I remember 5 - 6 years back when Open AI or not sure who but some company was paying gamers to do their thing while it was idle. It was wild and they paid good price considering the scale of it regardless of where they lived. It took me a while to connect the dots but then I realised how much Open Ai has exploited our free internet and other models will have to pay way more now that the use case is known.
TerryC_IndieGameDev@reddit (OP)
salad still pays gamers to let you rent out your GPU while its idle. If you don't have backing you just can't make anything very large. Someday ill crack this and I too will make models others can use. Or at least I hope I will crack it.
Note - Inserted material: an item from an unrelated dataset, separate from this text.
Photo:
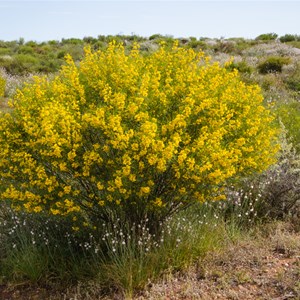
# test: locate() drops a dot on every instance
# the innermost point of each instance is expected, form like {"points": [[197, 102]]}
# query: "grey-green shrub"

BeautifulTennis3524@reddit
One big thing in AI is that its not always usable. So if you can make something usable for a small model, training it in the cloud a few times may incur acceptable costs.
Btw i think adapters on large models are often very good. So there may not be a real need to train your own 30b from scratch. Ofc that implies licencing…
TerryC_IndieGameDev@reddit (OP)
I can train adapters fine but after you train the lora adapter you must merge it to the raw mode to make a gguf. The merge is where I lack the vram for anything over a 3b not 30b 3b model.